Galaxy Digital announced that its subsidiary, GalaxyOne Prime NY, received both a BitLicense and a Money Transmission License from the New York State Department of Financial Services (NYDFS) on May 18, 2026. The approvals authorize Galaxy to offer regulated digital-asset trading and custody services to institutional clients across New York State, including hedge funds, registered investment advisers and family offices, via a platform that manages roughly $9 billion in client assets.
Founder and CEO Mike Novogratz said the authorization matters because New York hosts a deep pool of institutional capital and digital assets are increasingly part of institutional allocations. The New York licenses add to Galaxy’s regulatory footprint, which the firm says now exceeds 50 licenses globally.
Galaxy is the second firm to win a BitLicense in 2026; bitcoin payments company Strike received NYDFS approval in March. The BitLicense regime, created in 2015, is one of the strictest U.S. crypto licensing frameworks, requiring capital minimums, continuous compliance oversight and cybersecurity controls. Historically only about 40 companies have been approved under the program. Existing BitLicense holders include major firms such as Coinbase, Robinhood, Circle and PayPal, and Galaxy’s approval signals NYDFS is continuing to admit crypto firms selectively.

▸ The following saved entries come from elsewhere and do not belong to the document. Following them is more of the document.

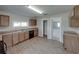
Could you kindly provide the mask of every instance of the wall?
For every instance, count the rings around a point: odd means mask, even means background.
[[[71,16],[72,16],[72,12],[68,11],[68,12],[55,14],[55,15],[52,15],[52,16],[49,16],[49,17],[42,18],[41,20],[44,20],[44,19],[48,20],[48,25],[47,25],[48,39],[53,39],[52,38],[52,30],[53,30],[53,28],[52,28],[52,23],[51,22],[53,21],[53,18],[57,18],[57,17],[61,18],[61,40],[58,39],[58,41],[63,43],[63,33],[64,33],[64,31],[74,31],[74,32],[79,33],[79,28],[74,28],[74,27],[69,26],[69,20],[70,20],[69,17],[71,17]],[[40,22],[42,22],[41,20],[40,20]],[[43,34],[42,25],[40,25],[39,28],[40,28],[39,29],[40,35],[42,35]]]
[[[8,27],[0,27],[0,31],[9,31],[9,30],[18,30],[18,29],[26,29],[26,27],[13,27],[14,22],[28,22],[27,17],[15,15],[9,12],[0,11],[0,15],[9,15],[10,16],[10,24]]]
[[[38,20],[39,36],[43,37],[43,20],[47,20],[47,38],[52,39],[52,22],[49,16]]]
[[[43,19],[37,20],[37,25],[38,25],[38,35],[40,37],[43,37]]]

Galaxy’s New York approval gives the firm direct regulatory access to institutions that Galaxy research has been tracking for Bitcoin allocations. Galaxy’s research head has been monitoring institutional flows throughout 2026, and the BitLicense enables the firm’s trading and custody services to participate more directly in those flows within a state that concentrates many hedge funds and investment advisers.
The approval also complements Galaxy’s recent investments in data-center capacity and AI infrastructure and follows a year in which the firm reported record results in its Global Markets business. Despite the regulatory win, Galaxy’s shares declined 2.36% to $28.91 in pre-market trading on the day the approval was announced, reflecting broader market weakness.